Irgendwo in Mülheim. Alles ist eigentlich wie immer bei Hendrik Ibsen, Peer Gynt und Aase, seine Mutter, befinden sich im familiären Zwiegespräch. Altersgerecht ist Maria Neumann der aufschneiderische Peer, Roberto Ciulli der erschöpfte, doch hier und da verschmitzte Gegenpart. Am Mittagstisch die bekannte Geschichte vom Ritt auf dem Bock, der tausend Meter tiefe Sturz in den eiskalten See. Jaja, im Gudbrandstal da gibt’s keine Sünd, weil da die Teufelslügenschmiede sind.
Nun? Irgendwo im Nirgendwo, das ist die leere graue Bühne im Theater an der Ruhr. Neumann und Ciulli machen tabula rasa mit Ibsens „Peer Gynt“ und dem ewigen Zwiebelschälen. Sie nehmen die Person des jungen Mannes ernst, nehmen ihn unter ihre Fittiche und argumentieren um sein Leben. Ja, er ist ein schlimmer Finger, ein Frauenheld, der immer und immer wieder an seinem eigenen Anspruch scheitert, der sich und die Welt verleugnet, wenn es Not tut, Reichtum und Anerkennung zu erlangen. „Dance me to the end of love“ singt Leonard Cohen, der diese graue Zwischenwelt, die die beiden da auf der Bühne heraufbeschworen haben, sicher auch locker hätte erreichen können. Peer wird mit Sklavenhandel reich, durch Suff wie sein Vater wieder arm, und immer ist er auf der Flucht vor den Trollen und Dämonen seiner Heimat – und vor der einen Liebe Solveigs, die er zurückließ. DasGyntsche Ich versperrt ihm alle rechten Wege.

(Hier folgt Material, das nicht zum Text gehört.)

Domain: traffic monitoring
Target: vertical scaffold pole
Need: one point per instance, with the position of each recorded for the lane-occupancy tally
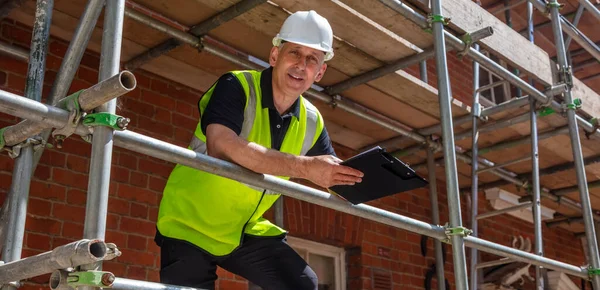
(443, 82)
(566, 76)
(474, 174)
(102, 142)
(433, 197)
(18, 194)
(435, 217)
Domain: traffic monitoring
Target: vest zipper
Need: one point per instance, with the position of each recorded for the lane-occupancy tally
(255, 209)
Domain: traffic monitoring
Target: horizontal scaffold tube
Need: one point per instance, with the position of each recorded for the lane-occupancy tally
(20, 107)
(70, 255)
(87, 99)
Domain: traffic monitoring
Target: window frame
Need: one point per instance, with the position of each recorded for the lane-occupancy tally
(337, 253)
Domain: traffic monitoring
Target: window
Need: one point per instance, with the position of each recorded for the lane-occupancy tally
(328, 262)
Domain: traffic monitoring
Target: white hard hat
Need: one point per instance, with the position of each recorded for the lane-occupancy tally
(309, 29)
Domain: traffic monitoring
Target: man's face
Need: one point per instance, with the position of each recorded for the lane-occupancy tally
(296, 67)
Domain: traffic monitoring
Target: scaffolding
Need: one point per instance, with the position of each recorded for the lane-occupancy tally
(79, 264)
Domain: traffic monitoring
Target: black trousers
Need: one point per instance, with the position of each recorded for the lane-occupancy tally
(265, 261)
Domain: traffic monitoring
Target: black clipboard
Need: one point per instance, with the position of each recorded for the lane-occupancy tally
(384, 175)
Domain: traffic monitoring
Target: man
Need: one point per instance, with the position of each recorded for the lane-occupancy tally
(259, 121)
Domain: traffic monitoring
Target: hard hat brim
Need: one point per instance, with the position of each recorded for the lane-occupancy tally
(328, 53)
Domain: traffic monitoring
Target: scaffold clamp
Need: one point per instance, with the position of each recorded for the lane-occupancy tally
(552, 4)
(456, 231)
(593, 272)
(594, 121)
(575, 105)
(546, 111)
(71, 103)
(468, 40)
(433, 18)
(107, 120)
(90, 278)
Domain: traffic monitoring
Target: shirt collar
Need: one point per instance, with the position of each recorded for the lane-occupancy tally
(266, 86)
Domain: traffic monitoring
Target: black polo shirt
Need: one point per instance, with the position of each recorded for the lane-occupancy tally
(226, 107)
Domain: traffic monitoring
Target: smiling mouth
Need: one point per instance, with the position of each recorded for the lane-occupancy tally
(295, 77)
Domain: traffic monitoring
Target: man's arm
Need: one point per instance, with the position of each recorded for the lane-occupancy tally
(323, 170)
(222, 122)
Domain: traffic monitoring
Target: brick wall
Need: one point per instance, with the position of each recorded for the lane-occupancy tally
(167, 111)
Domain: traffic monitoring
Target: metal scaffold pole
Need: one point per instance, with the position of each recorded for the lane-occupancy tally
(535, 192)
(443, 82)
(475, 112)
(71, 61)
(18, 194)
(435, 218)
(22, 107)
(433, 197)
(570, 107)
(102, 140)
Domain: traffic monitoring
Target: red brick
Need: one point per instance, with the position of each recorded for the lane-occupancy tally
(137, 226)
(77, 146)
(137, 243)
(139, 179)
(68, 212)
(159, 100)
(160, 87)
(138, 258)
(37, 241)
(136, 194)
(78, 164)
(138, 210)
(162, 115)
(118, 238)
(47, 190)
(185, 108)
(153, 213)
(39, 207)
(43, 225)
(112, 221)
(128, 161)
(119, 174)
(160, 129)
(72, 230)
(70, 178)
(42, 172)
(136, 272)
(118, 206)
(76, 196)
(54, 158)
(141, 108)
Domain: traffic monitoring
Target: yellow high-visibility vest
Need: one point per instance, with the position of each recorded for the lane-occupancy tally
(214, 212)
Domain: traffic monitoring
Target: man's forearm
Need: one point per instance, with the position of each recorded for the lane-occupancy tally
(256, 157)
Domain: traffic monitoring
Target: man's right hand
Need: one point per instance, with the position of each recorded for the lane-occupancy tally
(326, 171)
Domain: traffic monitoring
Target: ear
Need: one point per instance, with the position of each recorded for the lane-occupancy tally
(273, 55)
(321, 72)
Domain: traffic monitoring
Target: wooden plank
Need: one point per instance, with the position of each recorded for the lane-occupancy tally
(390, 19)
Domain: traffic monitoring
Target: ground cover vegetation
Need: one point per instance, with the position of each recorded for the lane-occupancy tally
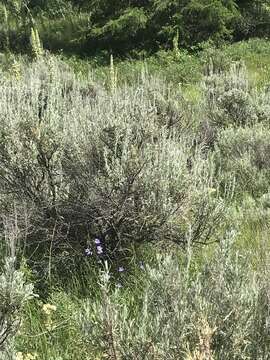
(134, 190)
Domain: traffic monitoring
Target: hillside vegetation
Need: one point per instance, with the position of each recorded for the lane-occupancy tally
(134, 180)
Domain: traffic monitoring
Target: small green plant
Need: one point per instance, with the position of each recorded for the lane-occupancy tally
(36, 46)
(14, 294)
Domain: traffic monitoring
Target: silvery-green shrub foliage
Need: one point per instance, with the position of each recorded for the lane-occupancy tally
(113, 164)
(243, 153)
(14, 293)
(219, 310)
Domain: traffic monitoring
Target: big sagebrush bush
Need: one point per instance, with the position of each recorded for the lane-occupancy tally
(231, 100)
(111, 164)
(242, 153)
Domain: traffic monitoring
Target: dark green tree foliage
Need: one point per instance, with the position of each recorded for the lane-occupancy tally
(124, 25)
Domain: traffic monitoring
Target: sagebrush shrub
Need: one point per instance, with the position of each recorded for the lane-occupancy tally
(229, 99)
(242, 153)
(14, 293)
(215, 311)
(118, 165)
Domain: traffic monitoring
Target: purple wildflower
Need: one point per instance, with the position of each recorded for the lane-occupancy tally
(88, 252)
(99, 250)
(141, 265)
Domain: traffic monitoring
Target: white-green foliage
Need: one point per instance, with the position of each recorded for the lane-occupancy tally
(231, 100)
(117, 161)
(14, 293)
(243, 153)
(219, 311)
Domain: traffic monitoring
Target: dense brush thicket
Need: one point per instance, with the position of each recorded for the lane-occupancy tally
(123, 165)
(92, 174)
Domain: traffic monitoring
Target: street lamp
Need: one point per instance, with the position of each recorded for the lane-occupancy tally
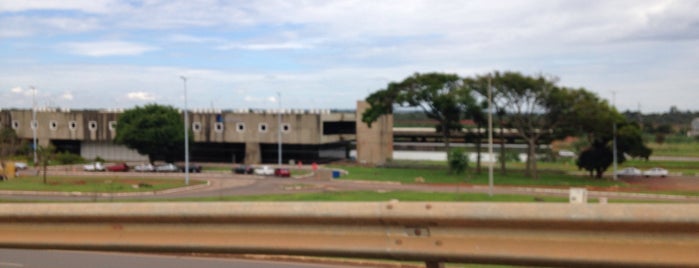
(279, 132)
(490, 139)
(614, 136)
(186, 134)
(34, 124)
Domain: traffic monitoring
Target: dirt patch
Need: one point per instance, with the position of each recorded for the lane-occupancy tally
(672, 183)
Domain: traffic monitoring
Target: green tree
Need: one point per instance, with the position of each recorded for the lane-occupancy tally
(458, 162)
(595, 119)
(152, 130)
(535, 106)
(440, 96)
(45, 155)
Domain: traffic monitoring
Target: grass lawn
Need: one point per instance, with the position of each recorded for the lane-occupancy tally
(98, 184)
(441, 175)
(373, 196)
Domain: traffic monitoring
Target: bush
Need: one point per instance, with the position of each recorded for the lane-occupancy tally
(458, 161)
(66, 158)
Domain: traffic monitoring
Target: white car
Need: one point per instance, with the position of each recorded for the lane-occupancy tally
(655, 172)
(264, 170)
(630, 171)
(144, 168)
(20, 165)
(169, 167)
(96, 166)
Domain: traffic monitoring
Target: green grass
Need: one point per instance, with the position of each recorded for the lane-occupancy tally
(374, 196)
(441, 175)
(91, 184)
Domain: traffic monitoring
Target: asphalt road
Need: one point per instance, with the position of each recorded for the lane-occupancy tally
(228, 184)
(19, 258)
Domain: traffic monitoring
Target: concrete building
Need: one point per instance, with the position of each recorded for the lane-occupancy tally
(248, 136)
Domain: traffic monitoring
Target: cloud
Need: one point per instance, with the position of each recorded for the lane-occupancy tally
(266, 46)
(88, 6)
(141, 96)
(67, 96)
(107, 48)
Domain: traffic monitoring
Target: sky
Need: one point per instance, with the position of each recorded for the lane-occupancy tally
(324, 54)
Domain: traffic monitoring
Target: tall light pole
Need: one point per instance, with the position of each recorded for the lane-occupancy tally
(34, 124)
(279, 132)
(186, 134)
(490, 138)
(614, 136)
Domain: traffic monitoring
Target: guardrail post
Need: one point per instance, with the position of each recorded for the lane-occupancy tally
(434, 264)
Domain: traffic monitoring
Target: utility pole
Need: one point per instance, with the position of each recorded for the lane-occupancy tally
(186, 134)
(35, 124)
(490, 138)
(279, 130)
(614, 136)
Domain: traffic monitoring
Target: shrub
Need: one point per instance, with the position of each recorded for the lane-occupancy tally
(458, 161)
(66, 158)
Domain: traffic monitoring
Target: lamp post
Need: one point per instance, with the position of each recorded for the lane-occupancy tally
(34, 123)
(186, 134)
(614, 136)
(490, 138)
(279, 130)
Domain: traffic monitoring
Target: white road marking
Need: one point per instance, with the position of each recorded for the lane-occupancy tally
(11, 264)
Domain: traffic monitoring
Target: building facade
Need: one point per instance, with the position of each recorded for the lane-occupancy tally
(243, 136)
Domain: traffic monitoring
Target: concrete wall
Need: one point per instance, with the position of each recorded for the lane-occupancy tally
(375, 144)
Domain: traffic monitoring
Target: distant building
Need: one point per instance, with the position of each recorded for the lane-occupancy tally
(694, 130)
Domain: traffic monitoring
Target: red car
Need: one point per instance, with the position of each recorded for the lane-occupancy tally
(121, 167)
(282, 172)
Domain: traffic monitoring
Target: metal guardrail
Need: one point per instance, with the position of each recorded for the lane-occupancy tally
(511, 233)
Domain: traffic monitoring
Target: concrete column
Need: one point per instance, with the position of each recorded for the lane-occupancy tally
(252, 153)
(375, 144)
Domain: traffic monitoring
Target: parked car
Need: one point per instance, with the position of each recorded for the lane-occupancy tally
(629, 171)
(243, 169)
(282, 172)
(20, 165)
(121, 167)
(169, 167)
(192, 168)
(264, 170)
(144, 168)
(96, 166)
(656, 172)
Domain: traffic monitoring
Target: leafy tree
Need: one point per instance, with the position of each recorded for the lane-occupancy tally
(596, 159)
(152, 130)
(45, 155)
(458, 162)
(480, 84)
(595, 119)
(535, 106)
(439, 96)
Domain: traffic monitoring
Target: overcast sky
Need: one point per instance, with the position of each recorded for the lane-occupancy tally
(329, 54)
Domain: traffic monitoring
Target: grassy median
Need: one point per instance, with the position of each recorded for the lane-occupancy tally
(94, 184)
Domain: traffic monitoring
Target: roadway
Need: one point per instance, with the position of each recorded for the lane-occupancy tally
(226, 184)
(20, 258)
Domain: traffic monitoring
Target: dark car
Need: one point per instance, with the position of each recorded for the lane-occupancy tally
(243, 170)
(121, 167)
(192, 168)
(282, 172)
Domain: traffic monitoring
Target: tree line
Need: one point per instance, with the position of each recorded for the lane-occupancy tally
(534, 105)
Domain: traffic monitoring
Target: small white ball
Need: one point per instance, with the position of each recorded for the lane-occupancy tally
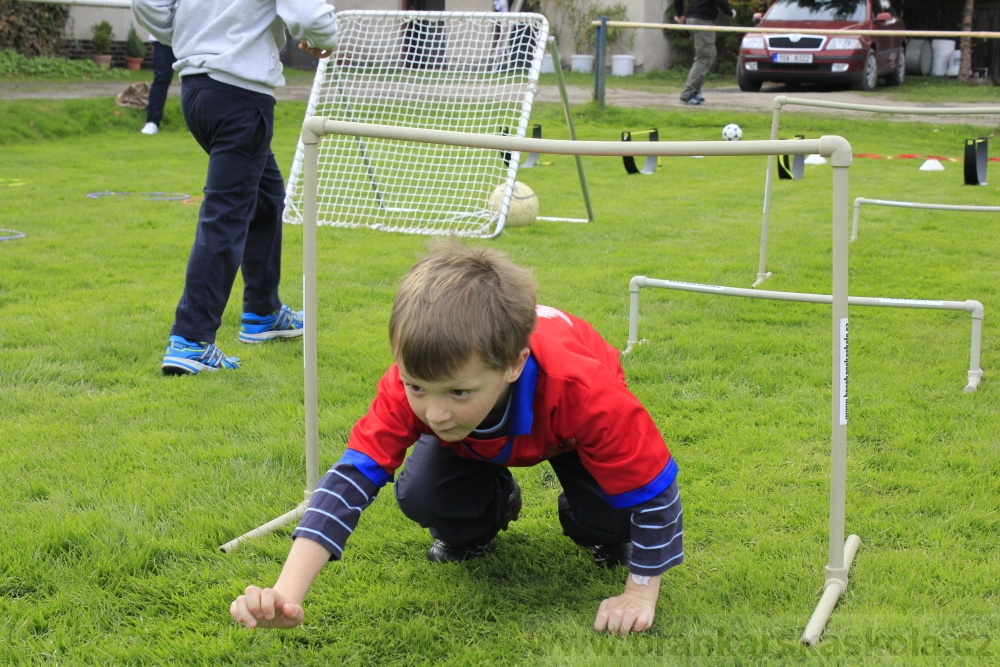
(523, 208)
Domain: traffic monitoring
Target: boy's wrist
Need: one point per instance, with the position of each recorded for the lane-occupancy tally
(643, 586)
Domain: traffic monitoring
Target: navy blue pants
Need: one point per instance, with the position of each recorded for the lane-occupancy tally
(462, 500)
(163, 74)
(239, 225)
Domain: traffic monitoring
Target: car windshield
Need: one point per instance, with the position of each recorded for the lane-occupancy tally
(818, 10)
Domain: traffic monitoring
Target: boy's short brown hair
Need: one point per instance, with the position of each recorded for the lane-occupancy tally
(458, 301)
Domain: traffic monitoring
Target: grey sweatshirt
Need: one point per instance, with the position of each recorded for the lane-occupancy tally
(236, 41)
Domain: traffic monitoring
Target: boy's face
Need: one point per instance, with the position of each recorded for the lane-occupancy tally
(454, 406)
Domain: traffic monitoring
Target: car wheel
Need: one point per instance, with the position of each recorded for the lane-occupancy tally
(746, 84)
(869, 75)
(899, 74)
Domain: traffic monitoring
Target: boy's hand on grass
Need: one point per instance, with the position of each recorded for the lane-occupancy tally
(633, 610)
(266, 608)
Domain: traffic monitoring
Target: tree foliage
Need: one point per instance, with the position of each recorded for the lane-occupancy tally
(32, 29)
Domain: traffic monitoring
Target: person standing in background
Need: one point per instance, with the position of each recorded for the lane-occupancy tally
(228, 61)
(700, 12)
(163, 75)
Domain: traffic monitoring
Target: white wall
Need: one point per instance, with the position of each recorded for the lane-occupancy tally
(81, 17)
(650, 48)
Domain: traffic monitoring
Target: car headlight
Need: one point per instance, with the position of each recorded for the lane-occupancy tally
(844, 44)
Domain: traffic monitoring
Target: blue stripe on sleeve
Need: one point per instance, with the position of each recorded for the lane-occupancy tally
(367, 466)
(650, 490)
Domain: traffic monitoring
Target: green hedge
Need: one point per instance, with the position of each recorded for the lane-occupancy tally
(32, 29)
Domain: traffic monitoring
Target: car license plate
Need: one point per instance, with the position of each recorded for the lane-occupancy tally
(792, 57)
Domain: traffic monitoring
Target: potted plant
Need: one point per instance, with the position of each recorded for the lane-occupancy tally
(101, 34)
(135, 50)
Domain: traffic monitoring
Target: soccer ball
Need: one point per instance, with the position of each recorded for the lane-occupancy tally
(732, 132)
(523, 207)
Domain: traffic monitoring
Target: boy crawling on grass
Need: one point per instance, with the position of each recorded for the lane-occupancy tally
(484, 380)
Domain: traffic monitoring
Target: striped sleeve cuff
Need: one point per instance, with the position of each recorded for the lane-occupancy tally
(336, 506)
(658, 533)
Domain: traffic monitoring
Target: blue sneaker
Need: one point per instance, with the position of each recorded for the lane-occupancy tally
(187, 357)
(284, 323)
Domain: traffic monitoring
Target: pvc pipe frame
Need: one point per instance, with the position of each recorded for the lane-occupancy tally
(907, 204)
(836, 148)
(801, 31)
(974, 308)
(781, 101)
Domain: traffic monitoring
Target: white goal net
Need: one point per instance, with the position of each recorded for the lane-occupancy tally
(460, 71)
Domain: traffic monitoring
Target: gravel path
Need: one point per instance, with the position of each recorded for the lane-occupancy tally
(725, 98)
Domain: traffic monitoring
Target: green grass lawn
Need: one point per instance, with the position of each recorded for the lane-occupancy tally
(119, 484)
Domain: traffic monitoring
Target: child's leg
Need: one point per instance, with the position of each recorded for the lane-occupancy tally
(585, 516)
(462, 501)
(261, 265)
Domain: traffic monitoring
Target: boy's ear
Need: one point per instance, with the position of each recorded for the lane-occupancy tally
(515, 370)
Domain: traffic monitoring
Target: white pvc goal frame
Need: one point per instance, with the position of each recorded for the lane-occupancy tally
(781, 101)
(974, 308)
(859, 201)
(472, 72)
(842, 550)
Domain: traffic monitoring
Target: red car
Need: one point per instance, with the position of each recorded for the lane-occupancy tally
(785, 56)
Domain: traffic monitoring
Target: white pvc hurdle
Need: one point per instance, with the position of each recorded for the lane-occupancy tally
(858, 202)
(781, 101)
(837, 149)
(974, 308)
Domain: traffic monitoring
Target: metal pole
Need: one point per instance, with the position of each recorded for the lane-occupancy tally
(568, 114)
(762, 272)
(602, 43)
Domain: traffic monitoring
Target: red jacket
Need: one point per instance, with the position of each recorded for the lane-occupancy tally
(571, 396)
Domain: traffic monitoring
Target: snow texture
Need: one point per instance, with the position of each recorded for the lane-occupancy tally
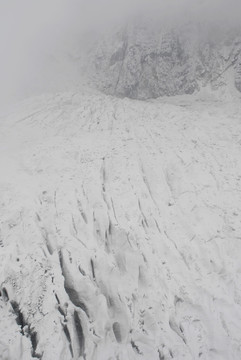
(120, 229)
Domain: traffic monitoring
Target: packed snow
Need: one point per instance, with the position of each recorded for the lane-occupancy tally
(120, 229)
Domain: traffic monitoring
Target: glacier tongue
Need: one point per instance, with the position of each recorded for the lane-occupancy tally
(120, 229)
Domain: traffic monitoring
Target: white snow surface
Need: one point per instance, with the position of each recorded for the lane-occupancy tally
(120, 229)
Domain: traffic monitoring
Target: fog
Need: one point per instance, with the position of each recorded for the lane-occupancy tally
(38, 38)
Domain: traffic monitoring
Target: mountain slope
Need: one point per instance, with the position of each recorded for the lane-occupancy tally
(120, 229)
(148, 60)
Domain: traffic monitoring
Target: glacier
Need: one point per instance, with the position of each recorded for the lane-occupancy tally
(120, 228)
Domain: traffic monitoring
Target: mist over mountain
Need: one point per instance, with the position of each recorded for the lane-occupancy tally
(120, 180)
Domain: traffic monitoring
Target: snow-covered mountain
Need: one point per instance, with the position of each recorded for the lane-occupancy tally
(120, 229)
(144, 60)
(120, 219)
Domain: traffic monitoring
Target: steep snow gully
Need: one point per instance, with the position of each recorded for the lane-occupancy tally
(120, 229)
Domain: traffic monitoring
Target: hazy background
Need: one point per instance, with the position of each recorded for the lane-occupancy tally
(42, 41)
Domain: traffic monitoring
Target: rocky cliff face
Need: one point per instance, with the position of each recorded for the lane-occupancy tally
(144, 61)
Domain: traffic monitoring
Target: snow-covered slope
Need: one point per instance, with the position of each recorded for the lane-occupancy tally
(120, 229)
(146, 60)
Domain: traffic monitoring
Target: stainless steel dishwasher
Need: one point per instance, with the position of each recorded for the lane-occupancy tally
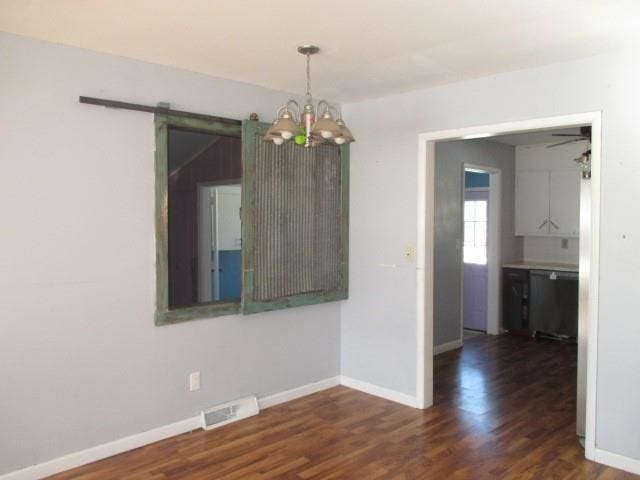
(553, 303)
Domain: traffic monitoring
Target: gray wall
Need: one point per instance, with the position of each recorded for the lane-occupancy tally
(450, 157)
(379, 320)
(81, 361)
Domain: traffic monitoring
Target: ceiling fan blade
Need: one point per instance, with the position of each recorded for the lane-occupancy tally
(565, 142)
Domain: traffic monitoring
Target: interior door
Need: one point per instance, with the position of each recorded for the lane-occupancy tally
(564, 203)
(532, 203)
(227, 243)
(475, 268)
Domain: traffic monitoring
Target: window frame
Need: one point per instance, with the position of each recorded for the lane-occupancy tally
(163, 314)
(474, 222)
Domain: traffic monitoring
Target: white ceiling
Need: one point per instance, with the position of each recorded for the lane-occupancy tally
(535, 138)
(370, 48)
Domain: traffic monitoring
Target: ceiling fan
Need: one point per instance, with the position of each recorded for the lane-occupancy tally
(585, 134)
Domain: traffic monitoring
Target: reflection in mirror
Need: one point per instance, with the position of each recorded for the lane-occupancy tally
(204, 217)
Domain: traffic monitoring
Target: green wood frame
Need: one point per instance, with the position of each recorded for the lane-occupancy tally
(249, 305)
(164, 315)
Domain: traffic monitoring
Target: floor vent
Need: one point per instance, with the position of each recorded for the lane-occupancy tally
(233, 411)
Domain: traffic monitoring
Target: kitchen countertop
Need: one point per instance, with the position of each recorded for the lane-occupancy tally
(559, 267)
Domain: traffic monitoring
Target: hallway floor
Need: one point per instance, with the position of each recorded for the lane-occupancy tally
(504, 409)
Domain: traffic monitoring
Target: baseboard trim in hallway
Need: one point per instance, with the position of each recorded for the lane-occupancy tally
(627, 464)
(445, 347)
(99, 452)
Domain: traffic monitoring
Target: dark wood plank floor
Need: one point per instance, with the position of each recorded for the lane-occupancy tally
(504, 409)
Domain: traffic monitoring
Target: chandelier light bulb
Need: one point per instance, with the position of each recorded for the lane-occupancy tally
(312, 124)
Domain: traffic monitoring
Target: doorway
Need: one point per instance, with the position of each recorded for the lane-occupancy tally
(219, 242)
(588, 257)
(481, 250)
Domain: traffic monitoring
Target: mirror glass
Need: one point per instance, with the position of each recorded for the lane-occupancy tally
(204, 199)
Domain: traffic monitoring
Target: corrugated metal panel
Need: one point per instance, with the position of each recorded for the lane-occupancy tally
(297, 219)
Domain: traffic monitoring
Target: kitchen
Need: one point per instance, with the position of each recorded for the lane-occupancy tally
(534, 230)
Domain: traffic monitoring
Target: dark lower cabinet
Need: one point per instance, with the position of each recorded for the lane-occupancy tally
(553, 306)
(515, 299)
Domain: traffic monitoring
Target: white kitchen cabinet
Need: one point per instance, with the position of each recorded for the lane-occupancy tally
(532, 202)
(547, 203)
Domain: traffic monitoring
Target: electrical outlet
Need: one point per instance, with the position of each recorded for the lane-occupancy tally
(194, 381)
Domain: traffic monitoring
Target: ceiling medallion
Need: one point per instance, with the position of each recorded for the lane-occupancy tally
(310, 126)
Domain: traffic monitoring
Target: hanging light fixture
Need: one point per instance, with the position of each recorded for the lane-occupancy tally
(309, 126)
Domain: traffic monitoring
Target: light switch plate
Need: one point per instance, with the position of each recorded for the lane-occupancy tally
(194, 381)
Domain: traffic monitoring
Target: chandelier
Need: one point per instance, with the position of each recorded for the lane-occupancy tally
(309, 126)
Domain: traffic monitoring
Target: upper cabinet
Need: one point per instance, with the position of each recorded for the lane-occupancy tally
(547, 190)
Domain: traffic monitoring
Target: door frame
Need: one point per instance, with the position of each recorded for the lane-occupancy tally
(589, 252)
(494, 246)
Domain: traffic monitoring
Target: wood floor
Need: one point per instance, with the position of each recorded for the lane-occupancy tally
(504, 409)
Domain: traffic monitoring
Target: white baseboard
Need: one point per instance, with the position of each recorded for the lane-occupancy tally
(288, 395)
(445, 347)
(611, 459)
(93, 454)
(378, 391)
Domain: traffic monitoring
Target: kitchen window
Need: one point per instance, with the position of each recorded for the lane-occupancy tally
(243, 225)
(475, 232)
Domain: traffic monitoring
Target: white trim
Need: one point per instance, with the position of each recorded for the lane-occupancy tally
(445, 347)
(611, 459)
(424, 268)
(93, 454)
(292, 394)
(99, 452)
(382, 392)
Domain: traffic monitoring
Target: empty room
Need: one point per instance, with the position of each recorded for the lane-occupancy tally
(347, 240)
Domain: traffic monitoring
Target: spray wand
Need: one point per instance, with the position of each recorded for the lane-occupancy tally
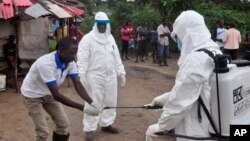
(143, 107)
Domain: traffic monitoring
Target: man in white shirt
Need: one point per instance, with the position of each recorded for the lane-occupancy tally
(163, 49)
(40, 90)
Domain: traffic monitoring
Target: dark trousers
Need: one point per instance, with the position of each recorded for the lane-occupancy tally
(155, 51)
(142, 48)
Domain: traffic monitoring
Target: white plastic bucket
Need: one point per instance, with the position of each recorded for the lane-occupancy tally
(2, 82)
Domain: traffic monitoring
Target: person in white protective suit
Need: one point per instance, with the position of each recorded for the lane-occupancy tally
(99, 66)
(192, 80)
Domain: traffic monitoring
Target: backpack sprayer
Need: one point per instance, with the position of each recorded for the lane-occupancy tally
(230, 98)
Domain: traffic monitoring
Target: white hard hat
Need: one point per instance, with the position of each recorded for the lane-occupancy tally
(101, 18)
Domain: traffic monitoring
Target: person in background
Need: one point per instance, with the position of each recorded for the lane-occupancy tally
(100, 65)
(125, 36)
(61, 31)
(246, 43)
(74, 32)
(40, 90)
(10, 51)
(220, 31)
(231, 40)
(154, 43)
(192, 81)
(163, 48)
(142, 34)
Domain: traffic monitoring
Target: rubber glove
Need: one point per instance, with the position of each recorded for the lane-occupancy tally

Maria Neumann und Roberto Ciulli zelebrieren das dramatische Gedicht als ein solches, atemlos hasten beide durch Rollen und Szenerien, wälzen sich auf Tisch und Bett, atemlos sitzen sie da, starr vor dem Berg aus Leben, den sie da hinaufsteigen müssen. Ein grandioses Duo, für das jedes Adjektiv zu gering erscheint. Beide sind alle und alles, und wenn es still wird, wird es besonders stark. Aase Tod, die Begegnung mit dem Knopfgießer, das Ringen um Besonderheit. Nein, auch dieser Peer will nicht umgeschmolzen werden, doch auch sein Leben war nur Durchschnitt, einzig Solveigs Liebe könnte ihn retten. Die letzte Erkenntnis kommt dennoch zu spät: „Ich fürcht', ich war tot lange vor meinem Sterben.“ Einen letzten Kreuzweg scheint es in Mülheim nicht mehr zu geben.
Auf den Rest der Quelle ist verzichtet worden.